Of course, Lorna is no stranger to community life outside the tennis club, having been the former president of the Maffra Mardi Gras for 10 years, honoured for 35 years of service to Maffra Basketball Association, is a Rotary Club of Maffra Quiet Achiever Award recipient and the only Maffra Rotary Club Paul Harris Fellow to not be a Rotarian.
She was a frequent Meals on Wheels deliverer, Maffra Red Cross committee member for 10 years, and secretary of Maffra Senior Citizen Club for 15 years.
Lorna and her sisters - Joyce, Pat, Val and Jenny - travel by bus to Merimbula every year, raising money for the Royal Children's Hospital.
Lorna was often been spotted selling raffle tickets for various organisations on Johnson St, and is particularly skilled at not letting many walk past without buying a ticket.
Her scones feature regularly in the Rotary street stall caravan line-up, and she is always willing to scrape together a fresh batch in the name of fundraising.
Lorna's record for the most scones baked occurred as a direct result of fundraising for one of her grandchildren, Darcy, helping him in his quest to visit Vietnam with his school.

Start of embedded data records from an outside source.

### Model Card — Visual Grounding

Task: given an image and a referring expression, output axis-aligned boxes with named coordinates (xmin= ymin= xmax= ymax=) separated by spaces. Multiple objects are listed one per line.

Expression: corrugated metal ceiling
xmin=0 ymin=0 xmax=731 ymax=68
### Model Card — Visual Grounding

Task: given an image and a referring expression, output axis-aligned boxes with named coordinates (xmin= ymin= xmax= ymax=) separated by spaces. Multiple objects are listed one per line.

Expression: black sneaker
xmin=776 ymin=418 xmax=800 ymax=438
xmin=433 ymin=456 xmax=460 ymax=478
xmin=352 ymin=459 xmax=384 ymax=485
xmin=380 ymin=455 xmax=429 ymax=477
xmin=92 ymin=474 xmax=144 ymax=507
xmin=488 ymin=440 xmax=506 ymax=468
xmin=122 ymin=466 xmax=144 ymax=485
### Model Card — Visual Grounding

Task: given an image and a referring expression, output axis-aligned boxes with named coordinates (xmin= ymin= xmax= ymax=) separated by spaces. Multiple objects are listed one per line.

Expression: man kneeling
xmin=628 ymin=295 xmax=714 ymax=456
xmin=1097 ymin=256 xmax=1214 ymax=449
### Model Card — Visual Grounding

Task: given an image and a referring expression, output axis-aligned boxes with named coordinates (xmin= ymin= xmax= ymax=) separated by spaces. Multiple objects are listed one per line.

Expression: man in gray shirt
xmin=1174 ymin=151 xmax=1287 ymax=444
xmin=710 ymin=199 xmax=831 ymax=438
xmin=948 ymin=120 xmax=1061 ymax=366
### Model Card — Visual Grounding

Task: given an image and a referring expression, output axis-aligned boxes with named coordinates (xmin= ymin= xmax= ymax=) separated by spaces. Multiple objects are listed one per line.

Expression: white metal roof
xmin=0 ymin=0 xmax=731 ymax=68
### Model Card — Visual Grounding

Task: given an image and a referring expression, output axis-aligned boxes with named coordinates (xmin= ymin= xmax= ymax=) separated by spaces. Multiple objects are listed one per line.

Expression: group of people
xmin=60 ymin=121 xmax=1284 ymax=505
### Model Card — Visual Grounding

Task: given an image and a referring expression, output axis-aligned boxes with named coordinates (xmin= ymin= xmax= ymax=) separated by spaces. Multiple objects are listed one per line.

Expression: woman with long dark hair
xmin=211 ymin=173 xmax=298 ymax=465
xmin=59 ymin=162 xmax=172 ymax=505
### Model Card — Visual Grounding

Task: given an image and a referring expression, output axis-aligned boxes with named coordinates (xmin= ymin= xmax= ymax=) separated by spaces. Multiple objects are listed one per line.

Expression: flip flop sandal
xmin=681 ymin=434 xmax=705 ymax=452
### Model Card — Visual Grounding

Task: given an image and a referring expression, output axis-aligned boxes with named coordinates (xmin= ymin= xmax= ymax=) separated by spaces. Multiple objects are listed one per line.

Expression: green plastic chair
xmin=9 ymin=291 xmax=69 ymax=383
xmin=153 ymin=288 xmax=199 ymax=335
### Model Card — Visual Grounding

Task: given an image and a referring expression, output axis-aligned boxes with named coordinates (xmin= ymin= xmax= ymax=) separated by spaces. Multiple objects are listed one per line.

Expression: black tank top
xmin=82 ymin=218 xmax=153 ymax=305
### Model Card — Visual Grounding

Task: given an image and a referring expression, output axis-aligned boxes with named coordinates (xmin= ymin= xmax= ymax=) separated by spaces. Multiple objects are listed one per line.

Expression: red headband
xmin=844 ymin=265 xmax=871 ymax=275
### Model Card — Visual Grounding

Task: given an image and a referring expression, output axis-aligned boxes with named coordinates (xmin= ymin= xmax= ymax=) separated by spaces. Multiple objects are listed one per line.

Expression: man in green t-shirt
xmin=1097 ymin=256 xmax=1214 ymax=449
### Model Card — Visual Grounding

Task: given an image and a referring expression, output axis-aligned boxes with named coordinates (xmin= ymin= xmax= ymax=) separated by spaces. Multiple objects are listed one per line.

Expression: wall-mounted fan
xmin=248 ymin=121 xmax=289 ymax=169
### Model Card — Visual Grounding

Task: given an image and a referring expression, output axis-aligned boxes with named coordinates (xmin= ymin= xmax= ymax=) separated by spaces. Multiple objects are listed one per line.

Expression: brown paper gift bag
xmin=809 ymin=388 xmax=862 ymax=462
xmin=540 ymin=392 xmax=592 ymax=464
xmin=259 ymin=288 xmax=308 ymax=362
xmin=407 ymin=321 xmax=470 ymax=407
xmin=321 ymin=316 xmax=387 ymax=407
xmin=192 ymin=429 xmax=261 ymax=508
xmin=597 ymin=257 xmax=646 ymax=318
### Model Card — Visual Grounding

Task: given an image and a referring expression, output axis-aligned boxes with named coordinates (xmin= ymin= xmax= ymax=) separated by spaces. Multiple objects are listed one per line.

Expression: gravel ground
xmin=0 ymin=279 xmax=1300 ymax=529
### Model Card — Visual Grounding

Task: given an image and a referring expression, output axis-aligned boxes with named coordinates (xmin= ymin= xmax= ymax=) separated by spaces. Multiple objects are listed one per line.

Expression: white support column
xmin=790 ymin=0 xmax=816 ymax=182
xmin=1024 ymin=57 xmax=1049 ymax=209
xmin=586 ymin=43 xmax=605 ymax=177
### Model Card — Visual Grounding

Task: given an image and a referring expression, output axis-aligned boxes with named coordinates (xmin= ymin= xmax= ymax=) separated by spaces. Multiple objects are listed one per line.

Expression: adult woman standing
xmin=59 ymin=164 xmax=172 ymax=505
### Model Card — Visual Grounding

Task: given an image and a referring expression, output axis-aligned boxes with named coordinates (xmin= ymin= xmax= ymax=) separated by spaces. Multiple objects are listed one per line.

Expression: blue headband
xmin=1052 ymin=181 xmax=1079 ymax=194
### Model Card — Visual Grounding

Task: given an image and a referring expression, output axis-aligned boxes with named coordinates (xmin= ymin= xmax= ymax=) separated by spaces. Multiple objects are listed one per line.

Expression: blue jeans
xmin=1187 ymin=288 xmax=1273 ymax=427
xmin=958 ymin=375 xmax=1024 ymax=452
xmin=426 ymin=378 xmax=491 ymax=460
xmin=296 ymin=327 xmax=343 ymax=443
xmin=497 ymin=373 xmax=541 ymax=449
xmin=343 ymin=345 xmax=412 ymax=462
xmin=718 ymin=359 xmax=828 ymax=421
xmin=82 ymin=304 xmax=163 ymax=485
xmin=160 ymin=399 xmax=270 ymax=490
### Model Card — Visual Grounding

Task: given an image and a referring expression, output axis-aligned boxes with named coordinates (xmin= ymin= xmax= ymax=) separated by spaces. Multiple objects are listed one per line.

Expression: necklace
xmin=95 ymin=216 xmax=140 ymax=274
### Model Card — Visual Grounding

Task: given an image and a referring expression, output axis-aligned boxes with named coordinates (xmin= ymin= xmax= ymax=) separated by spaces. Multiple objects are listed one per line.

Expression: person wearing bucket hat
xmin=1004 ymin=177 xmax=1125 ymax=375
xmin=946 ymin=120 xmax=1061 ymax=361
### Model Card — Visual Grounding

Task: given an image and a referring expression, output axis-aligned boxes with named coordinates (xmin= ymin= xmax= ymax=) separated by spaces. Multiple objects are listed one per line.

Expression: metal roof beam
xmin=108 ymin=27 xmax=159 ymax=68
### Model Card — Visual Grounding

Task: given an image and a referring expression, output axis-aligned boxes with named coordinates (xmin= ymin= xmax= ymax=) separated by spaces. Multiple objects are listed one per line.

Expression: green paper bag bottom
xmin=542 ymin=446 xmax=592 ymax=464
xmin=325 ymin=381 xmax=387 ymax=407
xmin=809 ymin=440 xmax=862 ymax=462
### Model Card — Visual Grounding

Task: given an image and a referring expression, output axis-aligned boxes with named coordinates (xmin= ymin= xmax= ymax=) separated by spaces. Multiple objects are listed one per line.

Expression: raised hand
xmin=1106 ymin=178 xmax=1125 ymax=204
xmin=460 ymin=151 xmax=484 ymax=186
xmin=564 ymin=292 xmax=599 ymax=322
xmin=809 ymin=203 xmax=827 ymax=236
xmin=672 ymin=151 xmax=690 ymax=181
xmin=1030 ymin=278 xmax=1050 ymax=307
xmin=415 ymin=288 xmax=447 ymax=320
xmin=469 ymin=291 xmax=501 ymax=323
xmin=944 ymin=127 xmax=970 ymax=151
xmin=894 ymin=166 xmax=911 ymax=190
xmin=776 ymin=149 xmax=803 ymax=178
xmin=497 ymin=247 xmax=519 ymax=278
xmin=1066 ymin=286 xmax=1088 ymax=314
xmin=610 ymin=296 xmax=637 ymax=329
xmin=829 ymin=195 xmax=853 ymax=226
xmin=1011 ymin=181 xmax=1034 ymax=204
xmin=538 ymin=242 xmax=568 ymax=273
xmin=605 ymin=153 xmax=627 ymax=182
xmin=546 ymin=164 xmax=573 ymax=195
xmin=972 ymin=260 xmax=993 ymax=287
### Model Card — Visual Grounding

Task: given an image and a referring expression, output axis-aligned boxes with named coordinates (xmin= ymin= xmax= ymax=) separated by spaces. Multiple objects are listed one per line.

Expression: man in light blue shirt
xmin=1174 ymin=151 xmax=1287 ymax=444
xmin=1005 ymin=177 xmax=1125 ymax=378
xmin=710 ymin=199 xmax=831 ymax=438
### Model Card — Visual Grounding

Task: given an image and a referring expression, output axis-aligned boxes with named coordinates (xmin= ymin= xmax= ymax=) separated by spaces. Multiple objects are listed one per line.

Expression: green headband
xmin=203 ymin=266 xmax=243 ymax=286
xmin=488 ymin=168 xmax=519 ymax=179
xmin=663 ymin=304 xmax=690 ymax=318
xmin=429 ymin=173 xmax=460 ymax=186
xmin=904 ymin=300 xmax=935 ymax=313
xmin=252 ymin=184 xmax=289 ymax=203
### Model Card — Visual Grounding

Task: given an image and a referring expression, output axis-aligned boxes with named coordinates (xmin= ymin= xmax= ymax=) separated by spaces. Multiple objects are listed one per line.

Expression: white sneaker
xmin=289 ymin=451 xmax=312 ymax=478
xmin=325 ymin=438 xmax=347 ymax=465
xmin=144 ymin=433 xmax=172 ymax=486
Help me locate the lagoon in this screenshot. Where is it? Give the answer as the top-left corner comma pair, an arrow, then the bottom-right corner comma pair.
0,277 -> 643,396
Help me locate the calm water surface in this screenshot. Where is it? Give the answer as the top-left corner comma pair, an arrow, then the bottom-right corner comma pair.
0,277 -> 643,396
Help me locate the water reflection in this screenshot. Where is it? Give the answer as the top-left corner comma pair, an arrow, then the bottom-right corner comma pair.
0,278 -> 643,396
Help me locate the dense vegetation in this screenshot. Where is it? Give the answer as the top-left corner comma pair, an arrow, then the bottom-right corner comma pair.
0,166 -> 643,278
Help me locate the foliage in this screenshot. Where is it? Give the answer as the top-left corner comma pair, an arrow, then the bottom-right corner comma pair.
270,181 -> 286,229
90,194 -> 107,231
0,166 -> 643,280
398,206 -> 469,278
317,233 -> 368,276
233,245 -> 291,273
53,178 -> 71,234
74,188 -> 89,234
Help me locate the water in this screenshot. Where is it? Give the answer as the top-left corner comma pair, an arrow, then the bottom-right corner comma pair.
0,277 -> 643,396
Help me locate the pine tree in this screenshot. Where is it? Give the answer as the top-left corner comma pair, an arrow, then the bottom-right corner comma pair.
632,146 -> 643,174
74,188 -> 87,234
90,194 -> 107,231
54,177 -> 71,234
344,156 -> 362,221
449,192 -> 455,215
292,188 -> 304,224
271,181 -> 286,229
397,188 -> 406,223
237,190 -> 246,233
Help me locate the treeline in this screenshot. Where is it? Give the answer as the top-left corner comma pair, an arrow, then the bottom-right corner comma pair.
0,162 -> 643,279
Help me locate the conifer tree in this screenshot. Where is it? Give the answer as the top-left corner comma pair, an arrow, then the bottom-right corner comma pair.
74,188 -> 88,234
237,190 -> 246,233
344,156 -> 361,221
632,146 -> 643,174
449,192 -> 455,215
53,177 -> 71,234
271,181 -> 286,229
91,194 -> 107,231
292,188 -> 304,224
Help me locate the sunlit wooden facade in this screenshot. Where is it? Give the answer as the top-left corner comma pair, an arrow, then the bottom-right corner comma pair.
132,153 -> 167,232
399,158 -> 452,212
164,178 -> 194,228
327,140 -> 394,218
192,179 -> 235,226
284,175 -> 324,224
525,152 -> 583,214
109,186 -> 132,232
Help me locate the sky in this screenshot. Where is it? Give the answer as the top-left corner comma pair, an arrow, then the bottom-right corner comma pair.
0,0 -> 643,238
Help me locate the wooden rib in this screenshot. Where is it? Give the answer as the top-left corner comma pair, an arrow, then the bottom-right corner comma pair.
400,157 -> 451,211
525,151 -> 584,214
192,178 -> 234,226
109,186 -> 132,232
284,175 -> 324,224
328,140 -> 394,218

Lorna baked a staggering 441 dozen scones during a six month baking spree - 5292 scones, using 211 kilograms of flour.
As her talents are clearly so widely sought-after, Maffra Lawn Tennis Club was quick to book in Lorna's services for this year's Easter tournament, and, as always, Lorna is looking forward to it.
"I've been going for years and years and years," she said.
Having held the position of secretary at the club from 1990 to 1996, Lorna has been quite involved with organising the tournament itself, and has suffered through her fair share of tournament box banter.
"They'd give me hell, but I'd give it all back," she laughed.
Her scones boast a reputation so fierce they made the tournament's entry flyer this year, along with friend Kath Pleydell's jelly slice - the first two delicacies to completely sell out of the tournament canteen every year.
Lorna recalled one year, a volunteer put in an order for a specific number of batches, thinking it would be enough to last the entire four days.
"As I was walking into the tennis club, she was on the phone trying to ring me up to make more scones," she chuckled.
While she no longer works on the committee or swings a racquet, Lorna said she still felt like she belonged at the club, and has plenty of life-long friends there to verify that claim.
"I walked out of the tennis club one day, and there were two little boys going to the swimming pool, and one of them says, 'oh, hello Lorna, how are you?' and the next one says, 'hello Mrs Bailey,' and the first one says, 'who's Mrs Bailey?'," she laughed.
"I love to go down there ... I go as often as I can get there, and everybody welcomes me.
"When I went down on semi-final day, people were like, 'oh, here's Lorna!' ... it feels good.
"What I do, I do because I want to do it, not because I'm forced to do it, and they must think I do a good job."